My concern is that, if intellectual conversations that used to be in the moment and unarchived, are suddenly archivable and understood to be permanent, individuals may be less likely to engage in conversation as freely as they might in person. I worry this will happen, because they may feel that, since they have the time to sit behind their computer and makes changes before ‘speaking,’ they will feel pressure to speak perfectly. Some people, I think will take on this challenge. Good for them. But I think others may feel overwhelmed by this task, feeling they will be permanently represented by something they said at one point in time, tethering their online identity to one moment of their life. What if they change their mind?

On the flip side, conversations can be manipulated so that they are visually ephemeral. For example, some people have likely had the experience of engaging in a long conversation on Reddit or Facebook, or another online social platform, and later found that another participant in the conversation deleted their contribution to the conversation. If an individual feels that their contribution to the conversation was not appreciated or reflected accurately, or they were attacked, they can delete their contributions. Of course, it is never really deleted—Facebook or Reddit still has the data, and remember, someone could have reposted it before it was deleted.
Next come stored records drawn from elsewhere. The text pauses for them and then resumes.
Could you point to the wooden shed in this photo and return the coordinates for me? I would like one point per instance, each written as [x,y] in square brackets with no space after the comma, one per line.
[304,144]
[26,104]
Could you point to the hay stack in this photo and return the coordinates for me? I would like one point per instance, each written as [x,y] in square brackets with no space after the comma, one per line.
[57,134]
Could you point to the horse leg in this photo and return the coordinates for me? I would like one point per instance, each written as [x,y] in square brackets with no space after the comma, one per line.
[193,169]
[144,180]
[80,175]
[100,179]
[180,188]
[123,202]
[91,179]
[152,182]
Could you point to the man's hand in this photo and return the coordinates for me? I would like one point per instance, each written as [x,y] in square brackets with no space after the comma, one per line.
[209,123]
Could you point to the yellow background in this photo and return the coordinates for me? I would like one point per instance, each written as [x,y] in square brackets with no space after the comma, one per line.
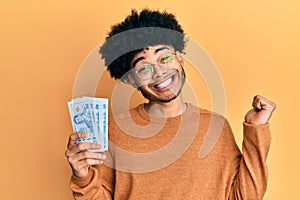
[255,45]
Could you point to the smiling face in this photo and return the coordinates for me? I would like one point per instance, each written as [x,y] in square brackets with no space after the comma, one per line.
[157,71]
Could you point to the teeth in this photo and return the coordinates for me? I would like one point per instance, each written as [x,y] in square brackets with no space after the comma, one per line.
[165,83]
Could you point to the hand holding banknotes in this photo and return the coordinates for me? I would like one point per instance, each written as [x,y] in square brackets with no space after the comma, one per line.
[81,157]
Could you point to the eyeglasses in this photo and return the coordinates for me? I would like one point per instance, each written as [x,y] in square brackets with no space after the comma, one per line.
[146,71]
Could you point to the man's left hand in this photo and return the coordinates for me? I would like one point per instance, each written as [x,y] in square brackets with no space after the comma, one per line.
[261,112]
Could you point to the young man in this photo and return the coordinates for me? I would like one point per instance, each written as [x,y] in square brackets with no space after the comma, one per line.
[154,149]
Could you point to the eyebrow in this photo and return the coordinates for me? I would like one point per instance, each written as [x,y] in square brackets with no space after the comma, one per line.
[142,58]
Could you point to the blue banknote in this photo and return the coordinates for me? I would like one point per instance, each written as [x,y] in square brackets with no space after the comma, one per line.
[89,115]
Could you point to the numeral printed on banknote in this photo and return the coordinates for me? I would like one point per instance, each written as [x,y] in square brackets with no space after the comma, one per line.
[89,115]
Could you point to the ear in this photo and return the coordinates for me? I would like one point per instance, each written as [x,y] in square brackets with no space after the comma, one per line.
[132,81]
[181,61]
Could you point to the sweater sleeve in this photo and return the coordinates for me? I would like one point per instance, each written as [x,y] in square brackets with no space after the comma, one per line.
[99,184]
[251,179]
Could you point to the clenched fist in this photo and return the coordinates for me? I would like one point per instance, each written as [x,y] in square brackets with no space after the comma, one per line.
[261,111]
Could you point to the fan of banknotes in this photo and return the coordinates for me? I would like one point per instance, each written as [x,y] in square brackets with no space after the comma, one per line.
[89,115]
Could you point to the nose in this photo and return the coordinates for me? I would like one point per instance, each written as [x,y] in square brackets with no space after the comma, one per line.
[158,70]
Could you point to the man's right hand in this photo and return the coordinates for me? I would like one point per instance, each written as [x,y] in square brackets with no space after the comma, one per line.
[79,158]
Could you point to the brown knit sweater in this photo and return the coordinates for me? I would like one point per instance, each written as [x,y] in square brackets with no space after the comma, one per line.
[191,156]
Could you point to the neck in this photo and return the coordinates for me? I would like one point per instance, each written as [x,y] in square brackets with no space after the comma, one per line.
[166,109]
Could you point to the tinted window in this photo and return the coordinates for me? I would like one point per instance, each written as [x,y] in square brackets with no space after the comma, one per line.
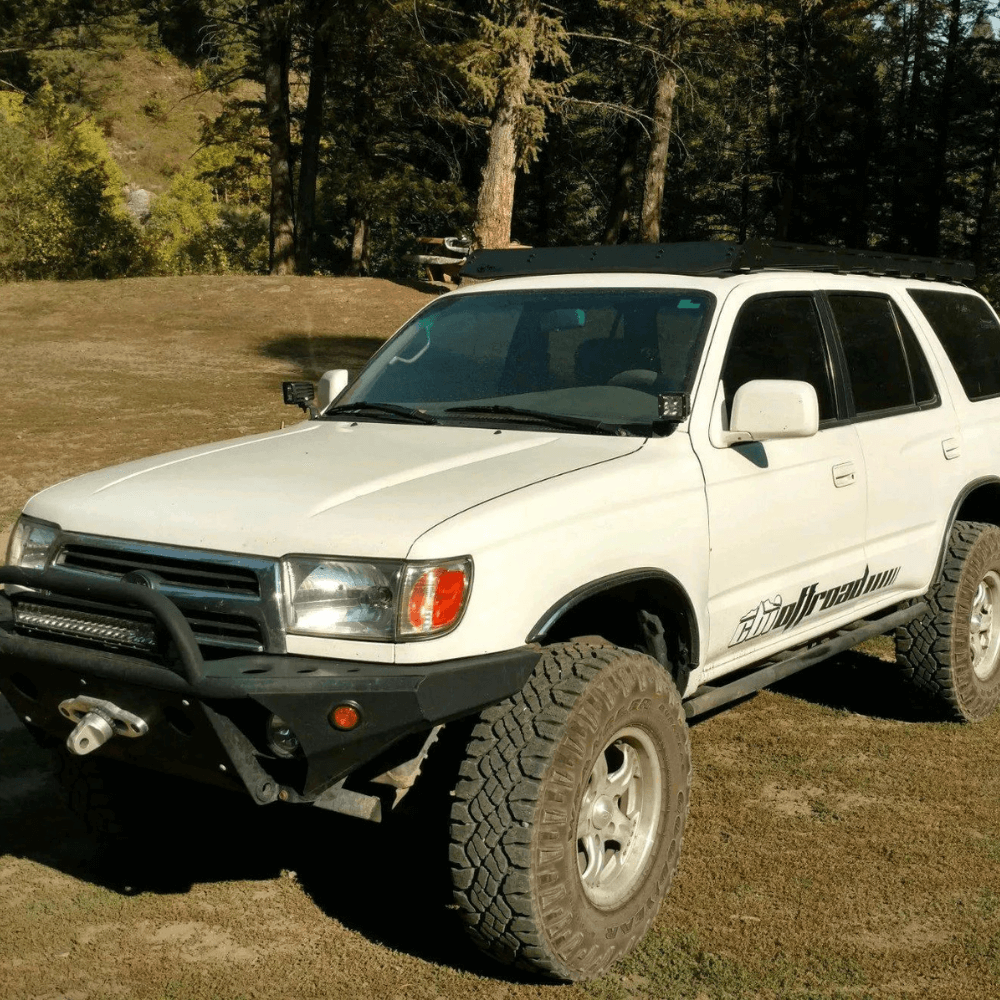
[876,364]
[924,389]
[779,337]
[969,333]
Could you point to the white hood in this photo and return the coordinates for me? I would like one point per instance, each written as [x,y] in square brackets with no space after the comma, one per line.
[332,487]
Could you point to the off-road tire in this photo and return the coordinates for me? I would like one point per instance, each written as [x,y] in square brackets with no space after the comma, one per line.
[520,802]
[935,652]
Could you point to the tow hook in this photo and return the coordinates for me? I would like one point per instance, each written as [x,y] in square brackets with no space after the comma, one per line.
[97,721]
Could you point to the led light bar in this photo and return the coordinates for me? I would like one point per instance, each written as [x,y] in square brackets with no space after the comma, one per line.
[84,625]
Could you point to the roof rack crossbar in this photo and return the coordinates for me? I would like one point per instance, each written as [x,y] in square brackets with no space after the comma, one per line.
[710,258]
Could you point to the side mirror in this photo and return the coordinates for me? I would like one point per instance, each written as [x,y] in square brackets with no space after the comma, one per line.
[331,385]
[770,409]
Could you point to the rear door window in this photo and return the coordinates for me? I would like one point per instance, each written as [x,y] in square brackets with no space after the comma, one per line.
[886,368]
[970,336]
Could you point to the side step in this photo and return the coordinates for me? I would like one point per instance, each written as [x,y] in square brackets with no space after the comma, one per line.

However, deleting one’s contribution to the conversation still works to conceal what they said from many other users of the social media platform.

I think that the same can be said for blogging. While blogging is not typically thought of as a social media platform, it technically is one if blogs are a place for intellectual conversations to take place. While the conversation may not happen in the same format or pace as those that happen on Facebook or Twitter, blogs can be manicured in the same way that social media conversations can.

I certainly do not think blogging should be written off given the concerns I have expressed over online conversations. However, as humans grow and adapt to our changing world, it is important that we acknowledge the changes that result from the advancements in communication—such as speed, access, and complexity; we should critique the ways our communication is stifled by these advancements, just as we should lean into and celebrate them.